Statue of Diana, the Roman Artemis. Located at the Huntington Library, Art Collections and Botanical Gardens, San Marino, California. Photo by C.A. Sowa. Small picture above: grave stele of Hegeso, 5th cent. B.C., detail.
Women poets of ancient Greece
As we conclude Women's History Month, we celebrate women poets of ancient Greece. Best known, of course, is Sappho of Lesbos. Enough of her work survives for us to appreciate her great talent. Her Hymn to Aphrodite survives intact, quoted entire by Dionysius of Halicarnassus. In another poem, her description of "falling apart" at the sight of a woman she loves, talking to a man — "He seems to me equal to the gods who sits across from you listening to your sweet speech..." — anticipates Patsy Cline's "I Fall to Pieces." The opening stanzas survive because Longinus quoted them as an example of the Sublime. We used this poem as the Quotation of the Month for February, 2008.
Sappho's sister poets
Sappho was not, however, alone. The work of her sister poets has almost entirely perished. Some are only names, but a few pieces survive. Corinna, choral poet from Tanagra in Boeotia, is traditionally said to have been a contemporary and sometimes rival of Pindar (c. 522 - c. 443 B.C.), although some scholars consider a later date. She composed the Contest between Helicon and Cithaeron, these being the two great mountains of Boeotia. (Cithaeron won, but Helicon retaliated by causing a disastrous landslide). Another woman poet, Myrtis, was said to be the teacher of both Corinna and Pindar. Hardly anything remains of the work of Praxilla of Sicyon (in the Peloponnese), a 5th century B.C. poetess, but she was sufficiently famous to be parodied by Aristophanes. Her "Hymn to Adonis" was laughed at because she makes Adonis say, when questioned in Hades about what he missed most in life, that the most beautiful things he left behind were the sun, the stars, and the moon — and cucumbers, apples and pears! Zenobius quoted the lines to explain the saying "sillier than Praxilla's Adonis," implying that produce is not on the stately level of the heavenly bodies. It seems, however, quite reasonable that a woman would realize that Adonis would miss the homely pleasures of a good meal. A pun has also been suggested on the word for "cucumbers" (sikuos) and the name of Praxilla's home town of Sikyon.
A dedication of thanks to Artemis for a successful childbirth
Our Quotation of the Month is perhaps by Sappho, or perhaps "in the style of Sappho" (hôs Sapphous, according to its heading). It comes from the Palatine Anthology, a collection of Greek poems and epigrams dating to the 10th century A.D. The selection is taken from an inscription on a statue dedicated to "Artemis Aethopia" by a grateful mother, following a successful childbirth. The words are those of the newborn girl, or perhaps of the stone itself, "wordless as I am," speaking through the inscription "laid out at my feet."

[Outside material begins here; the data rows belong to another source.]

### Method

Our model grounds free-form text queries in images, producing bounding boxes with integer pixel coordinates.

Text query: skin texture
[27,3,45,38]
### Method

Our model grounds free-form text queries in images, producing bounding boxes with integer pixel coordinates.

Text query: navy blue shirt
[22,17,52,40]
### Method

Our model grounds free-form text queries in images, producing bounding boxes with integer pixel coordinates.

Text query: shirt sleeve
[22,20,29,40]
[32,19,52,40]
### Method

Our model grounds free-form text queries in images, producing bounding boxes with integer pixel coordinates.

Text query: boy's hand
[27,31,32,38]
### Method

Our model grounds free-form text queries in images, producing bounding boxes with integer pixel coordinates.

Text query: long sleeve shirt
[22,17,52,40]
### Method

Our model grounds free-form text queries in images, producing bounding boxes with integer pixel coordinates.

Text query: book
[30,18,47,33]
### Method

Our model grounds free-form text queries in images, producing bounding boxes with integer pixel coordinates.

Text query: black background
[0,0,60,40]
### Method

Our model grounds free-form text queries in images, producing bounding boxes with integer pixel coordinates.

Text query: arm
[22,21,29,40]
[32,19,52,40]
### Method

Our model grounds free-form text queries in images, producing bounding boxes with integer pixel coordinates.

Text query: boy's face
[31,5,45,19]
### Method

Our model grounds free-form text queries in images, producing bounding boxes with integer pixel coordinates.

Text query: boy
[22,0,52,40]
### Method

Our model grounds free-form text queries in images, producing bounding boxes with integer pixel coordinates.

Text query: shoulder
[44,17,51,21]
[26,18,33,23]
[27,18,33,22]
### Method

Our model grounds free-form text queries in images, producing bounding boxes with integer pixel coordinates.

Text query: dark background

Artemis Aethopia, goddess of childbirth
Artemis is known as the virgin goddess of the hunt and of the wild mountains. The name is known from Mycenaean sources, but is of uncertain origin, perhaps pre-Greek. She is associated with cults of wild animals, especially the bear. The deer was also sacred to her. She became associated with various other goddesses and other functions. In mythology, she was known as the twin sister of Apollo, daughter of Zeus and Leto. The Romans identified her with Diana. She became identified with Selene, the moon, and Eileithyia, goddess of childbirth. She acquired the epithet Aithopia, from aitho "to burn," "to shine brightly," perhaps from her identification with the moon. (The word does not mean "Ethiopian," although that name comes from the same word, meaning "having dark (i.e. "sunburnt") faces.") It is as a goddess of childbirth that this statue and its inscription are dedicated to her.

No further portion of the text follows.